Through the words of his loving daughter, who is here with us today, a D-Day veteran has shown us the meaning of this day far better than any President can. It is enough for us to say about Private Zanatta and all the men of honor and courage who fought beside him four decades ago: We will always remember. We will always be proud. We will always be prepared, so we may always be free."

Here’s a few that caught my eye today:

"I've spoken of the "Shining City on the Hill" all my political life, but I don't know if I ever quite communicated what I saw when I said it. But in my mind it was a tall proud city built on rocks stronger than oceans, wind-swept, God-blessed, and teeming with people of all kinds living in harmony and peace, a city with free ports that hummed with commerce and creativity, and if there had to be city walls, the walls had doors and the doors were open to anyone with the will and the heart to get here. That's how I saw it and see it still.

And how stands the city on this winter night? More prosperous, more secure, and happier than it was eight years ago. But more than that; after 200 years, two centuries, she still stands strong and true on the granite ridge, and her glow has held steady no matter what storm. And she's still a beacon, still a magnet for all who must have freedom, for all the pilgrims from all the lost places who are hurtling through the darkness, toward home.

We've done our part. And as I walk off into the city streets, a final word to the men and women of the Reagan revolution, the men and women across America who for eight years did the work that brought America back. My friends: We did it. We weren't just marking time. We made a difference. We made the city stronger. We made the city freer, and we left her in good hands. All in all, not bad, not bad at all..... "

...""Whatever else history may say about me when I'm gone, I hope it will record that I appealed to your best hopes, not your worst fears; to your confidence rather than your doubts. My dream is that you will travel the road ahead with liberty's lamp guiding your steps and opportunity's arm steadying your way...."

"And so, good-bye, God bless you, and God bless the United States of America. "


Farewell, Mr. President. Ya done good.

Rest, now.

A year, already.
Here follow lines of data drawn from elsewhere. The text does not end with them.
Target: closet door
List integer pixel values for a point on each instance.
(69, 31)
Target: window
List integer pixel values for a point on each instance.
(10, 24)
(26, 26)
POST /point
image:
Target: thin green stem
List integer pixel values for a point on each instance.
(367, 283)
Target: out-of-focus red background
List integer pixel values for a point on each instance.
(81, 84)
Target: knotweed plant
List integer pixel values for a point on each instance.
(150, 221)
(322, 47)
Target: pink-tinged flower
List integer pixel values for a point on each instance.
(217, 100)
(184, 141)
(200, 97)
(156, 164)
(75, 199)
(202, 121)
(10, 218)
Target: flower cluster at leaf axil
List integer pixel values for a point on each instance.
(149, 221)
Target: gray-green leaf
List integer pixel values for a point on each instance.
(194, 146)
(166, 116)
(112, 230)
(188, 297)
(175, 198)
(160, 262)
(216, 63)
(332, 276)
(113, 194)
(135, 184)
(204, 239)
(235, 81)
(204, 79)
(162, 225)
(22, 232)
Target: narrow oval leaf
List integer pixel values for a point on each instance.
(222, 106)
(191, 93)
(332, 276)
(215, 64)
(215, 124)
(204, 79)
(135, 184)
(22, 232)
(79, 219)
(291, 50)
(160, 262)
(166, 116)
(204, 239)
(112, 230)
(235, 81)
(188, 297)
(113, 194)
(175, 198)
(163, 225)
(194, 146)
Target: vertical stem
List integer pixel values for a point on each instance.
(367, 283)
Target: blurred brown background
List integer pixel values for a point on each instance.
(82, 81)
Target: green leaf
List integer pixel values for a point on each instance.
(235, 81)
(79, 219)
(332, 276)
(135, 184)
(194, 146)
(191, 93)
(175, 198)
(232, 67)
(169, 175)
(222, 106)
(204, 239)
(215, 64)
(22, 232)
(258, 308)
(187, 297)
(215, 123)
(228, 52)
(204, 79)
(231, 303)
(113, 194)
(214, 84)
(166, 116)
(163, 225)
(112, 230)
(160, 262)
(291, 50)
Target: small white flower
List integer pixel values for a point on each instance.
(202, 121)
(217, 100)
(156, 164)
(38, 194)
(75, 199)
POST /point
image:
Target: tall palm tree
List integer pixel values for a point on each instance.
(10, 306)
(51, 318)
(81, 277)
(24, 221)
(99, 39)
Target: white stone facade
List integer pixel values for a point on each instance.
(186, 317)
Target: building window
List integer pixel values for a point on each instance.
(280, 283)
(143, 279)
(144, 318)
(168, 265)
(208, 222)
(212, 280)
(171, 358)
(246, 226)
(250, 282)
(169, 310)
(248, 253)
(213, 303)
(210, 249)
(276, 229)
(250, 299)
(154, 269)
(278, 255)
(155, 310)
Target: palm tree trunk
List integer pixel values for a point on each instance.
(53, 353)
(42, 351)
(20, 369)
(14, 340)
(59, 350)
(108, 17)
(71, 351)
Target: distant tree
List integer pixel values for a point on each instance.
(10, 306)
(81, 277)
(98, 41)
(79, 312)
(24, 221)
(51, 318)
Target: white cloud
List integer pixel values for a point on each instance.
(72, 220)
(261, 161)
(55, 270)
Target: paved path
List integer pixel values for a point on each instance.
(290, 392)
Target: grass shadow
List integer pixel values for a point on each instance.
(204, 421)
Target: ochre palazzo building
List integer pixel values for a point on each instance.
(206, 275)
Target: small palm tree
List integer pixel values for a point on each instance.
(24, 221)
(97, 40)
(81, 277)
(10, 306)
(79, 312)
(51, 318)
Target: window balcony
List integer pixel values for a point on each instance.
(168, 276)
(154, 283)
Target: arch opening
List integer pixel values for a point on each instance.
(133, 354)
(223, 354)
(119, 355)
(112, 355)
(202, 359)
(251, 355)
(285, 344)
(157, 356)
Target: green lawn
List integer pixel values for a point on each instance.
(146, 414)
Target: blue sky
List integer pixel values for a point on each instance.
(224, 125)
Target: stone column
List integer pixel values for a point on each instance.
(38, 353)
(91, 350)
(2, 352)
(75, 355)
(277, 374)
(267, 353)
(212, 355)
It is hard for us to fathom the passage of time.

In retrospect, his actual death was an anti-climax, his work long having been done… his path to the exit having long been determined.

Randy Travis wrote recently that it’s not what you take when you leave this world behind you, it’s what you leave behind you when you go.

What Reagan left behind him was monumental. And he knew it, thankfully before the illness stole his self-awareness… his impression having long been made unerasably on the American culture, his repairs on the American spirit having long before, reinforced us as a culture, and as a people.

And yet, it’s not so long ago, that we don’t remember…. Not so long ago, that we’re not thankful for his being among us.